Léa avait presque oublié cette composante de leur relation : Océane les voulaient lui et elle, pas juste Léa. Elle se lança :

— Tu voulais me parler de ce qui s’est passé hier soir ?

— Euh non mais si tu veux, on en parle.

Hein ? Non-non-non !

De quoi voulait-elle parler dans ce cas ? Est-ce que l’envoi de vidéos aussi intimes à une inconnue était si banal pour elle que ce n’était même pas à l’ordre du jour ?

— N... non, dis-moi ce que tu voulais me dire ! esquiva Léa.

— D’accord. Hugo et moi on bosse ensemble sur un projet, mais on se heurte à un problème… disons de logistique.

— Je suis en droit, pas en logistique.

— Je sais, mais tu vas comprendre… Hugo n’est pas concentré, on n’avance pas et je ne peux pas changer de partenaire pour ce projet, encore moins tout faire moi-même avec mes autres activités.

— OK…

— Il y a deux semaines environ, il m’a demandé de sortir avec lui.

— De… quoi ?

— Évidemment, j’ai dit non, mais depuis c’est pire encore. Parfois il refuse qu’on se voie pour travailler, d’autres fois il en profite pour me refaire des avances.

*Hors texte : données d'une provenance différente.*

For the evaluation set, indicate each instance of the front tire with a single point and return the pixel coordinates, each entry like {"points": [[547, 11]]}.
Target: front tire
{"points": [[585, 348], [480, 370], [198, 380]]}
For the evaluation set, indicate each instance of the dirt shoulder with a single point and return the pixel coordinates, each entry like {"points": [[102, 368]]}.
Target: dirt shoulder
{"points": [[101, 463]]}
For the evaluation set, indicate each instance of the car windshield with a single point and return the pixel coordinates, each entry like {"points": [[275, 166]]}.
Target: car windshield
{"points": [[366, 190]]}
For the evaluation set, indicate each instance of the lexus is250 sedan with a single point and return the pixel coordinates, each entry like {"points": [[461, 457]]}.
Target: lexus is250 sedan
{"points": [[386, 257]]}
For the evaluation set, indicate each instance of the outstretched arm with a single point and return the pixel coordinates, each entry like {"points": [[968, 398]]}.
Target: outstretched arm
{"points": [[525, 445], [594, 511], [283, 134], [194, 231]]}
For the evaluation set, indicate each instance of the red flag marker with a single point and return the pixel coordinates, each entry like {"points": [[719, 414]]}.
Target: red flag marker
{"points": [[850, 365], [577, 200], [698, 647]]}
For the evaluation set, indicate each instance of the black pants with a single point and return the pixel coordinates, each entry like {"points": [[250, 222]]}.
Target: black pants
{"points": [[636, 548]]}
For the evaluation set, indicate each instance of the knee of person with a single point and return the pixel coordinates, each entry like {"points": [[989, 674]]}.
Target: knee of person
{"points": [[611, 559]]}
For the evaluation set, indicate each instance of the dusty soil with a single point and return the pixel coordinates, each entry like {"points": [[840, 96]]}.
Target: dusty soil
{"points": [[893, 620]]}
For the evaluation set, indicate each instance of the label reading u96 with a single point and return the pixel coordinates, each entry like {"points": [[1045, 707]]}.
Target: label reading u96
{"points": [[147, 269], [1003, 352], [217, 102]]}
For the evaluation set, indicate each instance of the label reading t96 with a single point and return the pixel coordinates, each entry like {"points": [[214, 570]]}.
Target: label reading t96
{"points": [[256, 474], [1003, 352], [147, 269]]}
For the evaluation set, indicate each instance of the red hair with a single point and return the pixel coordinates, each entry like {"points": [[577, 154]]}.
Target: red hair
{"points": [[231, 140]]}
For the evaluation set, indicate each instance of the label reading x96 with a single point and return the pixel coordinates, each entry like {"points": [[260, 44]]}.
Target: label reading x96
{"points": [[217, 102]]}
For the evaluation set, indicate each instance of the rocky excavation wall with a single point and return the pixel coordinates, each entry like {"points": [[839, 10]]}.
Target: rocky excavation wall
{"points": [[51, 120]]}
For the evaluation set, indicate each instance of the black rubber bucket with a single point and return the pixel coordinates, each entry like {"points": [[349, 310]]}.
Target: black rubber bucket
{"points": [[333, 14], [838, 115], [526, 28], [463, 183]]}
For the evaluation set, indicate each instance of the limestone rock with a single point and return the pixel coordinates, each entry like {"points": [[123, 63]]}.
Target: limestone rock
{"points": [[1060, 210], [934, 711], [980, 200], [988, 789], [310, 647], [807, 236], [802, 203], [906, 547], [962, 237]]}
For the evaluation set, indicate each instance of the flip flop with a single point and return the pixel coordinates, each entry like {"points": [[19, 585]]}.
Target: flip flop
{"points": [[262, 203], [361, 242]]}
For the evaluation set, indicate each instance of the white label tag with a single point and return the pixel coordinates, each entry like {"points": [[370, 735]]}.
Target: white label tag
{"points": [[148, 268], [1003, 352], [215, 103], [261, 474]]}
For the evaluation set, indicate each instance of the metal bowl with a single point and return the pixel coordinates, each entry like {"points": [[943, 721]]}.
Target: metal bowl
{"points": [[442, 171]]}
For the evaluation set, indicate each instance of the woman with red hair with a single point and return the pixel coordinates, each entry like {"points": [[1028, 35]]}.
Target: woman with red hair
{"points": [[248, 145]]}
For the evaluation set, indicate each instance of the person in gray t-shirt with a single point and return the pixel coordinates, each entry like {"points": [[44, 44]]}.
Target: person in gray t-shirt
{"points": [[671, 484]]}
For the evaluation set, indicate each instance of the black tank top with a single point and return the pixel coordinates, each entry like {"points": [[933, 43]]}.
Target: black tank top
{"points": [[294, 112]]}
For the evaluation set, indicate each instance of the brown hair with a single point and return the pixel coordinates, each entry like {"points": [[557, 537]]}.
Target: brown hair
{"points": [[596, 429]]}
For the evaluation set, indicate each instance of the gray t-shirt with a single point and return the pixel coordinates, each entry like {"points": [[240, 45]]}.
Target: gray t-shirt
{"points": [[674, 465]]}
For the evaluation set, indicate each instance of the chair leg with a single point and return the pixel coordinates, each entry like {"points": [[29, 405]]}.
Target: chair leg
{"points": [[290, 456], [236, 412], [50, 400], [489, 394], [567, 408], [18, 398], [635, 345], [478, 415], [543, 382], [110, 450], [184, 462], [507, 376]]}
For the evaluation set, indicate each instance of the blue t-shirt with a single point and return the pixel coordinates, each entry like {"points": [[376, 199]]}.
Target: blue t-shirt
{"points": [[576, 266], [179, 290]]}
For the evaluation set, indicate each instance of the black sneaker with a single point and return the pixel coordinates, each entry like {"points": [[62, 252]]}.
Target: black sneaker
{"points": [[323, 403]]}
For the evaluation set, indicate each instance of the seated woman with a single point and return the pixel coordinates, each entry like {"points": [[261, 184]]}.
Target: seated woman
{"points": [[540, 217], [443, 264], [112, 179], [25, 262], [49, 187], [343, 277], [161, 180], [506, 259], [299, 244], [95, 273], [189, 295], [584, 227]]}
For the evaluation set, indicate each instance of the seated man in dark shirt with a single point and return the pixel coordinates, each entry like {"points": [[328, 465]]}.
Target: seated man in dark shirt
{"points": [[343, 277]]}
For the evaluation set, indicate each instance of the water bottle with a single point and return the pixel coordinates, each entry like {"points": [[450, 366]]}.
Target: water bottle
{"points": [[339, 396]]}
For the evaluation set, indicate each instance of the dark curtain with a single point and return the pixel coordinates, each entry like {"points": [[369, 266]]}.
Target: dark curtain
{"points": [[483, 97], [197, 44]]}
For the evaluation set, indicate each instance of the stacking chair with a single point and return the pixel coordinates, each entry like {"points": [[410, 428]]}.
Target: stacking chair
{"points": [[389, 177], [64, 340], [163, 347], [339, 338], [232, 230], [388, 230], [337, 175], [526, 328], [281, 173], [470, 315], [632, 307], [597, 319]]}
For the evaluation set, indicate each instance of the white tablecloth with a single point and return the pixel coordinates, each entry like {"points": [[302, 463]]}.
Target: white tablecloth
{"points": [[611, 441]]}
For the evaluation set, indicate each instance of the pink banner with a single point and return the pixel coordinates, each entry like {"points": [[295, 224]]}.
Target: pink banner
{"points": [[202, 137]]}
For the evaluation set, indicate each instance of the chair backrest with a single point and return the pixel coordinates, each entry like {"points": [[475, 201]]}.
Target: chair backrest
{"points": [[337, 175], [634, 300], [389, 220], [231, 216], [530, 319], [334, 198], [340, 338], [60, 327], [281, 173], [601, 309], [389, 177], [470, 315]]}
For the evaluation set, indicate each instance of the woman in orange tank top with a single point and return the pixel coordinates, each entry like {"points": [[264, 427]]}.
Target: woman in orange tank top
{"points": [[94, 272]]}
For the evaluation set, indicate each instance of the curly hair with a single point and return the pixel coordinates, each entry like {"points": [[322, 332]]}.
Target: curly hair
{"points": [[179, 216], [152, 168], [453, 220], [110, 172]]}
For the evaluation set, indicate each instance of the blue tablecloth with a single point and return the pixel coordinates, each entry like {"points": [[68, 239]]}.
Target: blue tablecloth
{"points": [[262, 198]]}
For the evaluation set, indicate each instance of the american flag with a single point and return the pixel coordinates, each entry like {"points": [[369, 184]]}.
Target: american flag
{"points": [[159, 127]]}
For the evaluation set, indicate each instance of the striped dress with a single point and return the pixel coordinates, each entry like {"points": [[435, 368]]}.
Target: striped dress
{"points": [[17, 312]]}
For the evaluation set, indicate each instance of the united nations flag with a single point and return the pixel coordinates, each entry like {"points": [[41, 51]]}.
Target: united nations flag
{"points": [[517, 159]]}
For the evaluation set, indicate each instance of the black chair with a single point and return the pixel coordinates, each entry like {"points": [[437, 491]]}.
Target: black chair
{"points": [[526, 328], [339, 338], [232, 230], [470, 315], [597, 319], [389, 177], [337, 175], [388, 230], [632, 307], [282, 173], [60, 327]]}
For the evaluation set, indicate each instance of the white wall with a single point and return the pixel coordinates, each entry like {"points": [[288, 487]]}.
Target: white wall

— Mais quel salaud ! On est ensemble depuis le début du semestre !

— C’est ce que m’a dit une amie, alors j’ai pris contact avec toi.

— Pour me prévenir ? Tu aurais pu me le dire par téléphone.

— Je ne cherche pas à me venger ou à mettre le bazar dans votre couple, ça ne m’apporterait rien. Ce que je veux, c’est qu’il me lâche et qu’on puisse avancer jusqu’à rendre notre projet. S’il se moque de réussir son année, ce n’est pas mon cas.

— Mais comment je peux t’aider ? On est… sur le point de rompre, je crois.

Océane accusa réception de l’information, apparemment contrariée.

— D’accord… mince, je ne savais pas. J’ai l’impression que c’est ma faute.

— Pas du tout ! cria Léa, provoquant des regards étonnés dans leur direction. Pas du tout, reprit-elle plus doucement, c’est lui le fautif.

— Merci, ça compte pour moi que tu ne m'en veuilles pas.

— Et tu comptes faire comment pour votre projet ?

— Tu pourrais venir travailler avec nous. Si tu es là, il se comportera correctement et je pourrai en finir avec cette histoire.

Léa réfléchit. Au final, Océane comptait se servir d’elle comme d’un cerbère.

— Je sais que c’est égoïste comme demande, reprit la jeune brune, mais je ne vois pas comment m’en sortir autrement.

— C’est pour ça que tu m’as envoyé tous ces trucs ?

— Tu veux parler des vidéos ? Non, je te les ai envoyées parce que ça m’excitait de le faire, répondit-elle avec une expression neutre en portant sa paille à ses lèvres.

— Tu es sérieuse ?

— Ça ne t’a pas excitée, toi ?

Léa était coincée. Évidemment que si ça l’avait excitée ! Plus qu’un peu même, et elle avait déjà confirmé son assentiment par message la veille. Muette, elle se réfugia dans la carte des boissons. Le serveur choisit ce moment pour venir lui demander ce qu’elle voulait, lui faisant encore gagner du temps. Lorsqu’il s’éloigna avec sa commande, Océane reprit :

— Je n’ai pas essayé de t’acheter ou de te faire chanter, ça s’est juste fait comme ça. Tu regrettes ?

Carrément pas !

— Je ne sais pas, répondit Léa. C’était juste… bizarre.

— Oui.

— Et j’ai un peu honte.

— Mais c’est ça qui fait tout le sel, tu ne crois pas ? C’est parce que c’est interdit que c’est excitant.

— Oui. Sûrement.

— Ah, voilà Hugo, s’exclama Océane.

Elle avait parlé bien plus fort que nécessaire, probablement autant pour la prévenir que pour faire remarquer à Hugo qu’il était trop tard pour s’enfuir discrètement. Léa tourna la tête et aperçut le visage blanc comme un linge de son soi-disant petit-ami. Il lui fallut de gros efforts pour masquer la colère que sa vue lui inspirait.